Vice President Noli de Castro served as the Housing and Urban Development Council Chairman during his term. This provided him with the opportunity to serve the Housing and Land Use Regulatory Board, National Housing Authority, Home Guaranty Corporation, National Home Mortgage Finance Corporation, and the Social Housing Finance Corporation.
(Vice President Jejomar Binay with President Benigno S. Aquino III. Photo courtesy of Presidential Communications Operations Office)
Jejomar Binay (2010 – 2016)
De Castro served until 2010 and was succeeded by Vice President Jejomar Binay, the 13th Vice President of the Philippines. During his term, Vice President Jojo Binay also served as the Chairman of the Housing and Urban Development Council and Presidential Adviser on Overseas Filipino Workers.
Under VP Binay, the OVP claimed to have served 56,722 Filipinos through medical, burial, and transportation assistance from July 2010 to March 2016. In addition, the office has also provided around 642,143 families with relief assistance and 124,416 children of indigenous groups with educational support. The office’s medical and dental checkup also covered 143,251 beneficiaries.
(Vice President Leni Robredo with President Rodrigo Duterte. Photo courtesy of OVP)
Leni Robredo (2016 – 2022)
In the 2016 elections, Davao Mayor Rodrigo Duterte won as President while Camarines Sur Third District Representative Leni Robredo won as Vice President. Garnering 35% of the vote, Vice President Robredo became the first congresswoman to win the Vice Presidency. She was also appointed as ICAD co-chair in 2019, but only held office for 18 days due to internal conflicts that reported made it “impossible for me to perform my duties.”
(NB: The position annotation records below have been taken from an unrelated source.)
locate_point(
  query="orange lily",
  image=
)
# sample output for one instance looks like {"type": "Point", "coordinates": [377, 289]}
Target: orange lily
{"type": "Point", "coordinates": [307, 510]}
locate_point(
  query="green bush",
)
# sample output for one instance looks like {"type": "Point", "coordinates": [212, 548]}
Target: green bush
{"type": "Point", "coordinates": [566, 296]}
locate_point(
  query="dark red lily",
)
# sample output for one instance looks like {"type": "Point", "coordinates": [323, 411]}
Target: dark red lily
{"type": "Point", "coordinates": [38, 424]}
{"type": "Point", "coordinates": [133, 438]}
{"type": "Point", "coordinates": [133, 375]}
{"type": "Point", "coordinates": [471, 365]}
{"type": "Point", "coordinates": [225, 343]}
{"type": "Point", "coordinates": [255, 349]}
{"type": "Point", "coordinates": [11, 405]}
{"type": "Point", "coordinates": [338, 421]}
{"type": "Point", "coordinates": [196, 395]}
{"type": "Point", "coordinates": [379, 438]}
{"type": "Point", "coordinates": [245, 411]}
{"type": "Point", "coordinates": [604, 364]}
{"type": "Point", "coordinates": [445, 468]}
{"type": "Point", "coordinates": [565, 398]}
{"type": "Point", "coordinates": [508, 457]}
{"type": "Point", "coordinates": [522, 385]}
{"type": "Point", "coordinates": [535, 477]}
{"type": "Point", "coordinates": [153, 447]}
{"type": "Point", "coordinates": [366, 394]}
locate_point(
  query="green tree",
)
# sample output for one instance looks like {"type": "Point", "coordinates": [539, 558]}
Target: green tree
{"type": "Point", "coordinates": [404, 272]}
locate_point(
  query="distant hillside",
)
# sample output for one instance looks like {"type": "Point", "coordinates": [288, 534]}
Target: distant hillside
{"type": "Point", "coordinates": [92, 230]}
Vice President Robredo went on to continue her work under the Angat Buhay and further stepped up during the peak of the COVID-19 pandemic, responding to public need as demanded.
Under her term, the Office of the Vice President also achieved and maintained International Organization for Standardization (ISO 9001:2015). Moreover, the Commission on Audit has also awarded the OVP an unqualified opinion for financial reports in 2018, 2019, 2020, and 2021.
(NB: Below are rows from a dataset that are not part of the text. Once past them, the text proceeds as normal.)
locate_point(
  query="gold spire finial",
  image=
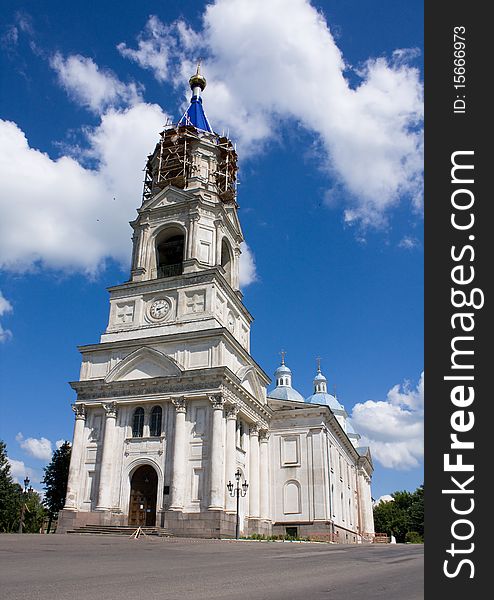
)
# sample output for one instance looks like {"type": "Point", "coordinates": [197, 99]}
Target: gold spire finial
{"type": "Point", "coordinates": [283, 353]}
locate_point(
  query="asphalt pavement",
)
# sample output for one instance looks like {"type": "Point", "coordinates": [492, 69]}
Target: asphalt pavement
{"type": "Point", "coordinates": [77, 567]}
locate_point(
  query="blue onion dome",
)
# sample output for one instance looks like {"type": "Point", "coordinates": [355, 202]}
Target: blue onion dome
{"type": "Point", "coordinates": [284, 389]}
{"type": "Point", "coordinates": [194, 115]}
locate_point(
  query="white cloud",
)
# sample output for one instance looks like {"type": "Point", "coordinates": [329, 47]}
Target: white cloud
{"type": "Point", "coordinates": [394, 428]}
{"type": "Point", "coordinates": [79, 229]}
{"type": "Point", "coordinates": [5, 307]}
{"type": "Point", "coordinates": [92, 87]}
{"type": "Point", "coordinates": [154, 46]}
{"type": "Point", "coordinates": [67, 216]}
{"type": "Point", "coordinates": [247, 266]}
{"type": "Point", "coordinates": [40, 448]}
{"type": "Point", "coordinates": [273, 65]}
{"type": "Point", "coordinates": [408, 243]}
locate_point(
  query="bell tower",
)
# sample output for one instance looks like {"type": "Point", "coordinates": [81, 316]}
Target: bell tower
{"type": "Point", "coordinates": [161, 397]}
{"type": "Point", "coordinates": [187, 236]}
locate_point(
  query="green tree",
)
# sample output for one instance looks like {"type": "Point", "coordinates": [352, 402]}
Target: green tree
{"type": "Point", "coordinates": [55, 480]}
{"type": "Point", "coordinates": [10, 495]}
{"type": "Point", "coordinates": [403, 516]}
{"type": "Point", "coordinates": [34, 513]}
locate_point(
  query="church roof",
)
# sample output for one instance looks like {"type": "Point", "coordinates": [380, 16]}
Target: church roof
{"type": "Point", "coordinates": [195, 115]}
{"type": "Point", "coordinates": [325, 398]}
{"type": "Point", "coordinates": [284, 389]}
{"type": "Point", "coordinates": [285, 392]}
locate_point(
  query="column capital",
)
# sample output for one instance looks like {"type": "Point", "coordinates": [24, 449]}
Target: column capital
{"type": "Point", "coordinates": [264, 435]}
{"type": "Point", "coordinates": [180, 404]}
{"type": "Point", "coordinates": [231, 411]}
{"type": "Point", "coordinates": [217, 401]}
{"type": "Point", "coordinates": [80, 411]}
{"type": "Point", "coordinates": [110, 409]}
{"type": "Point", "coordinates": [254, 429]}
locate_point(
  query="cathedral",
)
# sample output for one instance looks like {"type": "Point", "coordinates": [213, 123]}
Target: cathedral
{"type": "Point", "coordinates": [171, 407]}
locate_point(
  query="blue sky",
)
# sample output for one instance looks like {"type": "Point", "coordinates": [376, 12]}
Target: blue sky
{"type": "Point", "coordinates": [324, 101]}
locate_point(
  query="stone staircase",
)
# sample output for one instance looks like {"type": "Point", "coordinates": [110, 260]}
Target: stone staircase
{"type": "Point", "coordinates": [119, 530]}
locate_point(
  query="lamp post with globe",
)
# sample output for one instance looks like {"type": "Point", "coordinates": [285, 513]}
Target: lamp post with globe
{"type": "Point", "coordinates": [238, 491]}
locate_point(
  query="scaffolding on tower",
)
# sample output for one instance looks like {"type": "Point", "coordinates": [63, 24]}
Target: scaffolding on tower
{"type": "Point", "coordinates": [171, 162]}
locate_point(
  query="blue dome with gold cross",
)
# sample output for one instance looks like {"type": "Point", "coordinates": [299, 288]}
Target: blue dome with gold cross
{"type": "Point", "coordinates": [195, 115]}
{"type": "Point", "coordinates": [284, 389]}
Sara Duterte (2022 – present)
Daughter of then President, Rodrigo Duterte and former Davao City Mayor, Sara Duterte won as the 15th Vice President of the Philippines in the 2022 national elections. VP Duterte was also appointed by President Ferdinand Marcos Jr. as secretary of the Department of Education.
History recorded not just the fate of the Vice Presidents of the Philippines, but also reminded the Office of the terminable nature of the seat. As the leaders change, so did the Office, and with it, highlighted the challenge of having no permanent address.
During the Commonwealth of the Philippines, the Vice President was given an office within the grounds of Malacañang Palace. The Office of the Vice President was in the Executive Building (now Kalayaan Hall). This was the permanent office of the Vice President until the position was dissolved with the imposition of Martial Law in 1972. When the Vice Presidency was reestablished in 1987, then Vice President Salvador Laurel took office in the Legislative Building (now the National Museum) in the old Prime Minister’s office. The Office of the Vice President stayed there until the building was turned over to the National Museum.
Subsequently, the Vice President took office in the Philippine International Convention Center (PICC) and the PNB building in Manila. In 2010, Vice President Binay made the Coconut Palace his Official Office.
Vice President Robredo moved to two offices in Quezon City in 2016. One was located along Quezon Avenue (BenLor Building) and the other in New Manila (Quezon City Reception House).
Currently, the Office of the Vice President is in Pioneer, Mandaluyong, with plans of constructing a permanent residence for both the incumbent administration and those to come.